Believe it or not, I spent about 50 hours writing this piece. It’s not easy but it is a good exercise in self expression and something that we should all thrive to get better at. I decided to start writing because I believe there is very little content on the experiences of running small businesses. It is very hard running a small business and we can all win by sharing experiences with one another.
The Corona virus has hit hard small businesses around the world. Many businesses must shut down and those who are still running are at reduced capacity. While fixed costs are still billed to us every month, revenues have been greatly reduced and for many of us completely seized. Unfortunately, many small businesses will not make it through this turbulent time.

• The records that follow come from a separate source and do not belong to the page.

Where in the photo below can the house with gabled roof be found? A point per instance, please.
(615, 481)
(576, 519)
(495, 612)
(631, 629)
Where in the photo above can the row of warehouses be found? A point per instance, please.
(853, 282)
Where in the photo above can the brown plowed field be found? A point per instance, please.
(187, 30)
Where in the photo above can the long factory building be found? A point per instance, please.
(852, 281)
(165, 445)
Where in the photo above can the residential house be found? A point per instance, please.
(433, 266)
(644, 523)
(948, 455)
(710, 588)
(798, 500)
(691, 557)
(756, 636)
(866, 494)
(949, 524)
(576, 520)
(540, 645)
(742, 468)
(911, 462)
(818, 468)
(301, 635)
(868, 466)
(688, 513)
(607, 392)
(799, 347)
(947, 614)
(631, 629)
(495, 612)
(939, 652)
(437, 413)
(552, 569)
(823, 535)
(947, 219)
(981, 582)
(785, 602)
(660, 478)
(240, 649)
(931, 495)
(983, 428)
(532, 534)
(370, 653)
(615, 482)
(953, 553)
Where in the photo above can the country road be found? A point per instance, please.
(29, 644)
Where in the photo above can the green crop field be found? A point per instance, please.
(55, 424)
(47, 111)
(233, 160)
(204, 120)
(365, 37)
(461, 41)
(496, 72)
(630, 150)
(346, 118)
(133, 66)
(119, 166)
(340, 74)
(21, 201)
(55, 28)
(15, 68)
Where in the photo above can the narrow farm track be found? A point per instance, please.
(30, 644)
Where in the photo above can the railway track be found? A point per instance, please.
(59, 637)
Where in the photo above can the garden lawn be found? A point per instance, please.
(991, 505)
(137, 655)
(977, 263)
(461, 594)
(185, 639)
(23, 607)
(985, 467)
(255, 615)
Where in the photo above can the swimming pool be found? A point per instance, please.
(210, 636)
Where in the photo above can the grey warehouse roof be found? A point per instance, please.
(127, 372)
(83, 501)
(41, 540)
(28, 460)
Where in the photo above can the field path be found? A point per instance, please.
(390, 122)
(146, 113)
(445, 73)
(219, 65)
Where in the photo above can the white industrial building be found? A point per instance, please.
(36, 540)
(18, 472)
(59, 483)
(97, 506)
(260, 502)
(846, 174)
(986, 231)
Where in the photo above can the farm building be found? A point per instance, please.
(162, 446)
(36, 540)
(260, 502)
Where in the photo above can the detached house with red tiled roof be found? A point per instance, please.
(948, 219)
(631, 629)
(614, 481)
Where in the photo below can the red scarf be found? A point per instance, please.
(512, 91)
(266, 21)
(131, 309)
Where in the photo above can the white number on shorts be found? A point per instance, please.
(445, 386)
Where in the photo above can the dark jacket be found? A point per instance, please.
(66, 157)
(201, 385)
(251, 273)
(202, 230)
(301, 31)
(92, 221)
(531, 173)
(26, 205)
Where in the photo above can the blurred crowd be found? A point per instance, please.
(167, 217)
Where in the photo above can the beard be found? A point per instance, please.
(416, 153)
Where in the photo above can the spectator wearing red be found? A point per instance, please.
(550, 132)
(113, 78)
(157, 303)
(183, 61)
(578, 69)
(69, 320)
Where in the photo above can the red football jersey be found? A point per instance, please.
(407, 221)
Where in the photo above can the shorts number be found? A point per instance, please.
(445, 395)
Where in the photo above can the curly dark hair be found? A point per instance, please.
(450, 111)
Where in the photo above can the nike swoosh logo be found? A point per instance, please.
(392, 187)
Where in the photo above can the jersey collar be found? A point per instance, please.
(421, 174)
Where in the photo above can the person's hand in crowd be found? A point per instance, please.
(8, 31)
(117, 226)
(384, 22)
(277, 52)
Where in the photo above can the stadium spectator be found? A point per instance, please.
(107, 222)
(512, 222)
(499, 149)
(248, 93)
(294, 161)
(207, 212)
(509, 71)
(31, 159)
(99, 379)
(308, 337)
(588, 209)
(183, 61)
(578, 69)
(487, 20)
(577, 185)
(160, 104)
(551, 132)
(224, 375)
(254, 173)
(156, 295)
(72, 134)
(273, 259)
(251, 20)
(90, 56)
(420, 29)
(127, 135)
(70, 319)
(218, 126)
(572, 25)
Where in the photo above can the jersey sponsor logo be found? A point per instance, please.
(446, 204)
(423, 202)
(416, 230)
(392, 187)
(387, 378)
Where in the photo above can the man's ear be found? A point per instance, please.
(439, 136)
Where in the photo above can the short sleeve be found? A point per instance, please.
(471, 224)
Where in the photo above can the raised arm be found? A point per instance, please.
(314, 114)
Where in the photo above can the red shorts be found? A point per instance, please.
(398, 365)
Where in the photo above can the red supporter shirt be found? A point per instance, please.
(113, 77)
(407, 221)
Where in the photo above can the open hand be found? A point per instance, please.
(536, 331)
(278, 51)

But there is something positive that as business owners we now have that we did not have before...we have time. We have time that if utilized properly, it can be a rare opportunity to turn a tragedy into an opportunity. So, use this time wisely and invest it in the future of your business. Make a list of everything you wanted to improve about your business that you did not have time before and start tackling that list. Sharing my experiences will hopefully help some businesses or those who inspire to become entrepreneurs to get direction, inspiration and whatever else sharing experiences may bring. If there is one underlying theme in my experience at running Metal Pros, it's that there is so much that can be done to improve our businesses which only requires time. Ultimately, it is up to us as individual business owners to do what we need to do to come out of this new and difficult reality, smarter and more capable than before.